Чего это, мол, его дочь торчит торчком посреди помидорных кустов, как будто обделалась, тупая гусыня? Чего глазами хлопает и лыбится, дура дурой, а сама обеими руками вцепилась в каёмку своего фартука, будто боится без него упасть? И чего забыл на его подворье этот немытый пастуший дурень? Скотину привёл? Привёл, вот и молодец, плату свою получил. Чего он тут топчется, раззявив рот, ворон считает? Что тут вообще творится, разрази вас всех гром?
Разумеется, крестьянин прекрасно знал, что тут творится. Он знал все обычные в животном мире брачные ритуалы, они у любой скотины примерно одинаковы. Некоторые кудахчут или воркуют, чтобы привлечь к себе внимание противоположного пола, другие воют или мяукают, некоторые приплясывают вправо или влево, идиотски скалятся или стоят как громом поражённые посреди помидорных кустов или считают ворон, но цель всего этого токования всегда одна и та же.

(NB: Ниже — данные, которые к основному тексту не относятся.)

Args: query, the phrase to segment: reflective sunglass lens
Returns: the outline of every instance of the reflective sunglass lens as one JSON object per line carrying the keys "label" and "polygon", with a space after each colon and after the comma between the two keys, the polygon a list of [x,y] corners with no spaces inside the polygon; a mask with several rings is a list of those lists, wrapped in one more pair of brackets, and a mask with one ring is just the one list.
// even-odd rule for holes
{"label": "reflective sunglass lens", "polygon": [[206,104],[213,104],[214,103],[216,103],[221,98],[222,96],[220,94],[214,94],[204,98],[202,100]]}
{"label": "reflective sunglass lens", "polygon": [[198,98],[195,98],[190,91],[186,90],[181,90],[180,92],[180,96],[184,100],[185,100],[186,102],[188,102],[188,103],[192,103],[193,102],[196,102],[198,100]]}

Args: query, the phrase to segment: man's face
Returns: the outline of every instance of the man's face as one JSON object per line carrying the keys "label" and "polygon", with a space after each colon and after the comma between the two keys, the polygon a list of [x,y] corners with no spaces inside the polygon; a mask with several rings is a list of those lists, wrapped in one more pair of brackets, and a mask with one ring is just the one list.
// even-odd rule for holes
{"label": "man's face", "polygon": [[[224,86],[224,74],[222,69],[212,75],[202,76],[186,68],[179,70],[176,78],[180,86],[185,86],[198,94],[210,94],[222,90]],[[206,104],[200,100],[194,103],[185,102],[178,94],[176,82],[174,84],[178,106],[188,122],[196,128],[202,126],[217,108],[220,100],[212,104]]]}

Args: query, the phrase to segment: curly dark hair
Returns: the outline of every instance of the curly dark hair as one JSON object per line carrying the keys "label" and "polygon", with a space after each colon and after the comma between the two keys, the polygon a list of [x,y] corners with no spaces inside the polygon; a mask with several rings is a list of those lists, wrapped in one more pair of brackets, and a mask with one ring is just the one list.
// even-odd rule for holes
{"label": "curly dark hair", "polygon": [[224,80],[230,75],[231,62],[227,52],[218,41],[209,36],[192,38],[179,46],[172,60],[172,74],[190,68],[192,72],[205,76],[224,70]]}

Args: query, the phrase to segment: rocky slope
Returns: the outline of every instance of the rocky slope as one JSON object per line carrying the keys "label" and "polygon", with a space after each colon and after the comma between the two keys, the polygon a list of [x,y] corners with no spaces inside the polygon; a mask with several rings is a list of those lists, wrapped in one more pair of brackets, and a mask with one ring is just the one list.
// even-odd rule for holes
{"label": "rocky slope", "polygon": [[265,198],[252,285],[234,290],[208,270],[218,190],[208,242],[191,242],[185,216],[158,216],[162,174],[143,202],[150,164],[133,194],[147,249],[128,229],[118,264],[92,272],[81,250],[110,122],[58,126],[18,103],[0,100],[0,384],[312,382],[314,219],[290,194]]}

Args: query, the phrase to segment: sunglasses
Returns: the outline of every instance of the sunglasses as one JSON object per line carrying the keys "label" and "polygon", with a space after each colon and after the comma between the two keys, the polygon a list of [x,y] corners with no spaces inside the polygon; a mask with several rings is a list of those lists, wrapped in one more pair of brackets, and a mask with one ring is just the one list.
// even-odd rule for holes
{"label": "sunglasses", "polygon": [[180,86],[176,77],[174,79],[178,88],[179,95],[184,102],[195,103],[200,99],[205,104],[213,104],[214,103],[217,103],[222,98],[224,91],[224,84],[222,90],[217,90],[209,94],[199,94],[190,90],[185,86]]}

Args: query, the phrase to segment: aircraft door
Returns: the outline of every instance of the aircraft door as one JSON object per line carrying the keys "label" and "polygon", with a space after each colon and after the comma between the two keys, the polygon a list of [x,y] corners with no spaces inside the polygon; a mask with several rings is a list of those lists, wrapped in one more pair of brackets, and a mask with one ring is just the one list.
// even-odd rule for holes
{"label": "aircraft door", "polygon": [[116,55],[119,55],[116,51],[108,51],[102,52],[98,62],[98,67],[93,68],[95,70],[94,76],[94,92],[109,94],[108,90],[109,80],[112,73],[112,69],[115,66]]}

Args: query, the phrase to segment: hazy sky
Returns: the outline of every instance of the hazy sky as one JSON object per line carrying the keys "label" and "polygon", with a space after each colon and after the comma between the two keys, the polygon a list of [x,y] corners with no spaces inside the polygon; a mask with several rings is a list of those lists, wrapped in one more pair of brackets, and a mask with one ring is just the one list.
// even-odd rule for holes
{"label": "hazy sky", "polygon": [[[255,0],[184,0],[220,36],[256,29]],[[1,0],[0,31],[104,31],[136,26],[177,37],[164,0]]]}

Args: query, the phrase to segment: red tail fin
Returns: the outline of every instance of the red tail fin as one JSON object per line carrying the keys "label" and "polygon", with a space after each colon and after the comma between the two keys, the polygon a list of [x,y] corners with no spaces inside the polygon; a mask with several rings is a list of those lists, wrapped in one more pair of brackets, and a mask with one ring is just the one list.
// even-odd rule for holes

И результат потом тоже один.
Против этого результата крестьянин в принципе ничего не имел, его достижение и было, так сказать, схемой его бизнеса. Но только не в случае с его дочерью. По крайней мере, не сейчас, ей ведь всего девятнадцать. Ну ладно, другие дочери в этом возрасте уже замужем и разродились, некоторые даже не по разу, да и сам он тогда со своей Жозефиной в стогу сена… Но только не его дочь, это совсем другое дело. И уж совершенно точно не с этим альпийском олухом. Через год-другой придёт время, будет видно, когда-то это должно случиться. Двух или трёх кандидатов богатый крестьянин держал на примете, при случае он перемолвится с их отцами словечком. Но не сейчас, как уже сказано. Следующей осенью или через осень дело сладится, а к следующей весне девушка получит своё приданое и может выходить замуж и так далее. Но не сейчас. И уж точно не за этого босяка.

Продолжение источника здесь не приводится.